In this post, we'll present an extensive history of tequila . Our initial intention was to keep it brief, but there was so much information that this incredibly rich history fascinated us.
It took centuries (if not millennia) for the agave plant, the raw material for tequila, to travel with the Mexican people along the long path to become the beloved, world-renowned distillate. This journey begins with indigenous myths and customs of pre-Hispanic cultures and continues for several centuries until it finally becomes the intoxicating delicacy we love so much: tequila.
Grab your Quetzalli , sit in your favorite corner, relax and join us on this incredible journey of Tequila.

Quetzalcoatl
A generous god with a serpent's body covered in feathers, he inhabited the Aztec pantheon. One day, he and other creator gods pondered what they could do to brighten the lives of humans on earth, so that they would not feel so alone; so that they would dance, laugh, and, of course, revere them, the gods.
In the midst of the group's brainstorming , Quetzalcoatl remembered the young and beautiful Mayahuel , who inhabited another heaven, the sky of waters, dotted with stars and who only appeared at night. He told his colleagues that she, because of her well-known beauty, could bring joy to the lives of mankind. None of these gods had ever seen her, but they were encouraged and agreed to the idea. Quetzalcoatl then set out on his mission to rescue her.
But rescue? Yes, rescue, because the beauty lived under the fierce guard and protection of her terrible grandmother, Tzintzimitl, an evil deity who did everything she could to prevent the sun from reaching the earth.

Mayahuel

While Grandmother Tzintzimitl was sleeping , the god flew like the wind to speak to Mayahuel and convince her of his plan. When Quetzalcoatl found her, he was somewhat taken aback by her beauty and didn't know what to say. Luckily, he didn't need to elaborate, as the light the young god emanated quickly made Mayahuel fall in love with him too. The two descended to earth together.
During the journey, the two gods, deeply in love, promised eternal love and, upon arriving on Earth, intertwined their bodies to form a beautiful tree.

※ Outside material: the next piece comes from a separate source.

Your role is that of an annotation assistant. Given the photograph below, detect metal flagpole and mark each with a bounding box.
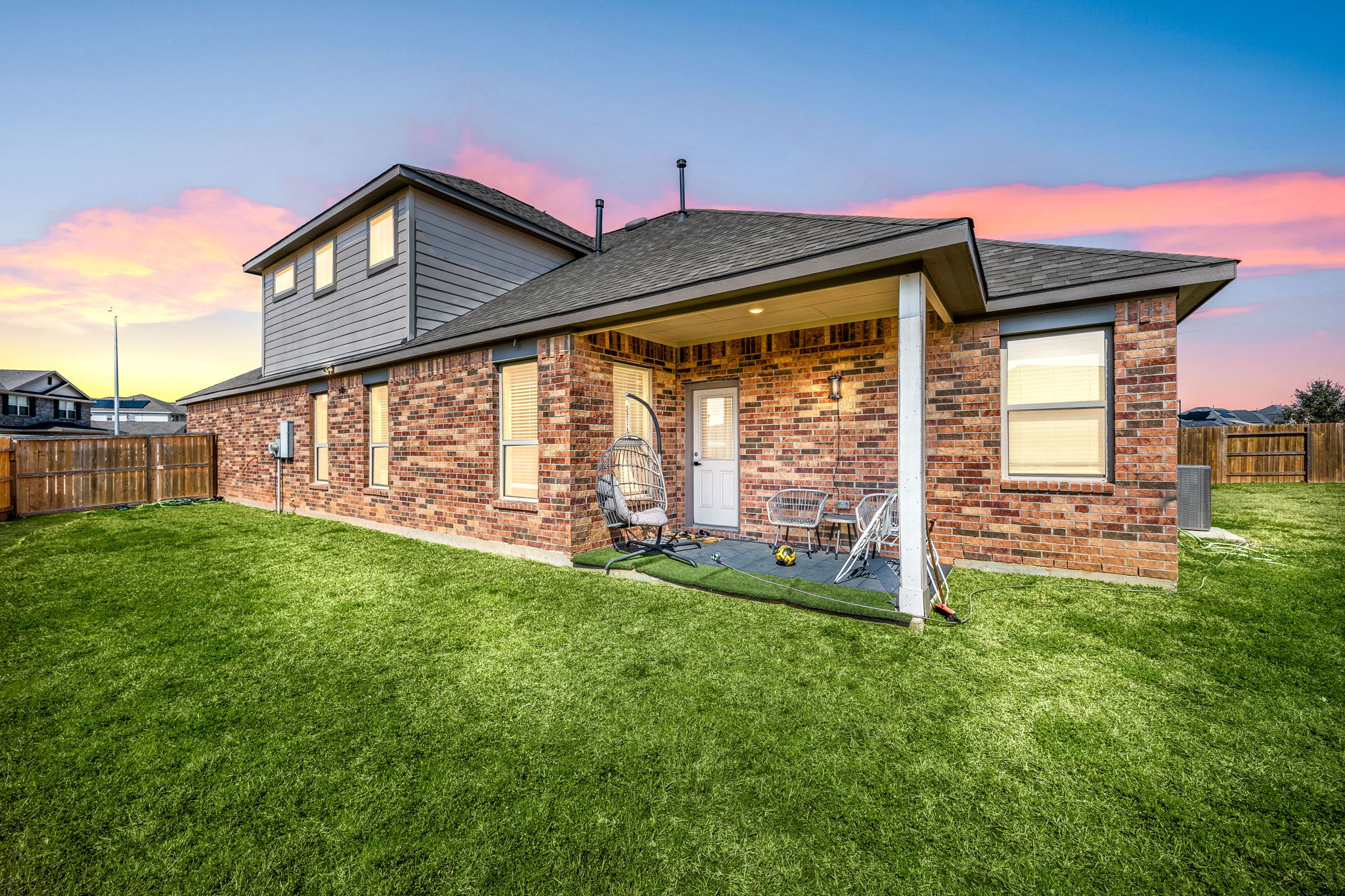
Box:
[112,314,121,435]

However, upon awakening, Tzintzimitl soon noticed her granddaughter's absence and set out in search of her along with her cronies, the spirits of darkness, Tzitzimime. No one quite knows how, but the Tzitzimime found Mayahuel and, at Grandmother's behest, destroyed the newly formed plant, feeding on all the shattered parts of the beautiful goddess .

The Origin of Tequila
Quetzalcoatl's portion of the tree remained intact. Devastated within, Quetzalcoatl waited for the evil spirits to return and then, returning to his god form, collected and buried all the scattered remains and bones of his beloved. At the burial site of Mayahuel's remains, Metl, the mother plant, considered divine by ancient Mesoamericans, was born.
And it is through this plant called Metl, or Maguey, or Agave that we will arrive at Tequila .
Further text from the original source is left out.